The Japanese carmaker said Thursday it expects to report a ¥60 billion ($392 million) operating loss for the fiscal year ending March 2026. That’s up from a previous outlook for a ¥275 billion loss.
Nissan also said it expects to report a full-year net loss of ¥650 billion - the first time it has given a forecast - as well as net sales of ¥11.9 trillion. Its third-quarter operating income was about ¥18 billion.
The brighter outlook gives Chief Executive Officer Ivan Espinosa some breathing room as he pushes forward with a broad restructuring that will see Nissan cut 20,000 jobs and shutter seven factories. The carmaker delivered over ¥80 billion in fixed-cost reductions in the first half and said it’s confident it will surpass its ¥250 billion target by fiscal 2026.
“This has been a quarter of tangible progress,” Espinosa said at a briefing. “Nissan is on the right track to recovery.”
Despite the progress, there’s still pressure on Espinosa, who took the helm in April last year following the failed attempt to join forces with Honda Motor Co., to turn around the struggling automaker.

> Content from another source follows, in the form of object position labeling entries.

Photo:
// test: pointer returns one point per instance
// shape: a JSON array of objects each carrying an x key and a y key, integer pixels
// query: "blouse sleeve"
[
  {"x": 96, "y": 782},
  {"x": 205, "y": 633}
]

“Nissan’s efforts to reduce costs, lower fixed expenses, and advance structural reforms deserve recognition,” said Bloomberg Intelligence senior auto analyst Tatsuo Yoshida.
“Nonetheless, the core automotive business still lacks momentum. The earnings improvement relies heavily on restraint and cost discipline rather than on stronger underlying demand, raising concerns about the quality and durability of the recovery,” he said.
For Espinosa, much is riding on Nissan’s refresh of an aging lineup that’s falling flat with consumers.
The carmaker has given its Leaf electric vehicle a facelift and updated one of its popular kei mini-cars. Other releases include new versions of the Elgrand minivan and the Kicks subcompact crossover. In the US, Nissan launched an all-new version of its entry-level Sentra sedan last year, and plans a plug-in hybrid option for its top-selling Rogue compact SUV in early 2026.
Despite those efforts, Nissan faces headwinds from its weak sales in China. While Toyota Motor Corp. has regained a degree of stability there, Nissan and its peers are rapidly losing ground in the world’s biggest auto market.
Meanwhile, sales are on the decline in the US, where President Donald Trump’s 15% tariffs on cars and parts imported from Japan are also buffeting its business.
Beyond those factors, Nissan has its own internal challenges as it faces a wall of debt obligations due this year, and seeks to raise more than ¥1 trillion from debt and asset sales.